The recall of Neynsky was among the latest twists against a background of tensions between Sofia and Ankara following reports of Turkish government interference in Bulgaria’s parliamentary elections, in particular on behalf of Lyutvi Mestan’s DOST party.
While there has been a flare-up about this in recent days, the issue dates back some months. In February 2016, Bulgaria was reported to have expelled a Turkish consular official who, while his post involved social services, allegedly was intervening in religious affairs and also was alleged to be encouraging support for DOST.
At the time, Bulgaria’s expulsion of the Turkish consular official drew the response from Ankara of the Turkish government declaring a Bulgarian consular official persona non grata, reports said.
March 2017 has seen a souring of relations between Bulgaria and Turkey because of reports of the Turkish cabinet minister calling for votes for DOST, a controversy over the Turkish ambassador in Sofia appearing in a DOST video, exchanges of sharp words between the foreign ministries of the two countries as the Turkish ambassador was summoned to the Foreign Ministry, and the recall of Neynsky from Ankara.
Unconfirmed reports on March 17 said that Bulgaria’s office of religious affairs, part of the Cabinet office, had held talks two days earlier with the Chief Mufti, spiritual leader of Bulgaria’s Muslim community. The talks, about which no public announcement was made, were held against the background of reports about Turkish interference in Bulgarian social and political life. Later on March 17, the Cabinet office said that these reports were entirely untrue.
Reportedly, Chief Mufti Mustafa Hadji is closely associated with Mestan, who used to be the leader of the Movement for Rights and Freedoms, before being ousted in late December 2015 because he publicly supported Ankara in its dispute at the time with Moscow over Turkey’s downing of a Russian military aircraft.
On March 17, Bulgaria’s State Agency for National Security announced that a Turkish individual was being expelled from Bulgaria because he had been deemed to be a threat to national security. The agency’s statement did not identify the individual nor give any further details.
Subsequent reports alleged that the person being expelled – and was now subject to a five-year ban on entering or residing in Bulgaria – was linked to the Diyanet, Turkey’s directorate of religious affairs.

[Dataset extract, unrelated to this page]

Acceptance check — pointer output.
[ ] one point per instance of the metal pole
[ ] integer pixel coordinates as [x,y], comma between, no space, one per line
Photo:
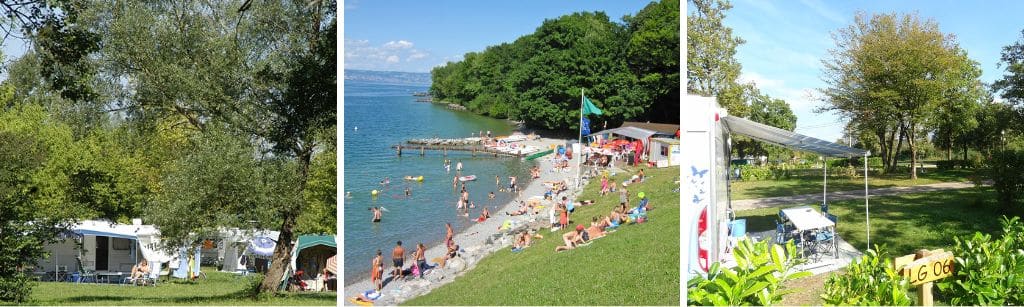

The Diyanet has a sometimes controversial history in Bulgaria. In 2009, its chief was expelled from Bulgaria on the orders of the then-head of the State Agency for National Security, Petko Sertov.
On March 17, Bulgarian National Radio reported Gerdzhikov as saying that the expelled Turkish citizen had been involved in election canvassing. BNR said that a further three Turkish citizens were being expelled.
In Bulgaria’s March 26 2017 early parliamentary elections, the role of Turkey has become a headline item.
Nationalist parties have called for strong retaliation against Ankara, with United Patriots co-leader Valeri Simeonov having earlier dismissed the caretaker government’s response so far as “timid”. Other parties have called for limiting or shutting down polling stations in Turkey.
Officials in charge of preparations for the election have said that they expect large number of Bulgarian passport-holders to go to the polls in Turkey. The largest number of notices of intention to vote abroad came from Turkey.
By law, however, as a non-EU country, there may be no more than 35 polling stations opened in Turkey.
The deputy prime minister in charge of the government’s role in election preparations, Stefan Yanev, has said that it is possible that there may be large numbers of buses seeking to bring voters across the Turkish border into Bulgaria on election day.
The MRF, founded and led by Ahmed Dogan for decades, traditionally had its strongest support base among Bulgarians of Turkish ethnicity. Since setting up DOST, Mestan has been seeking to attract this electoral base to his party.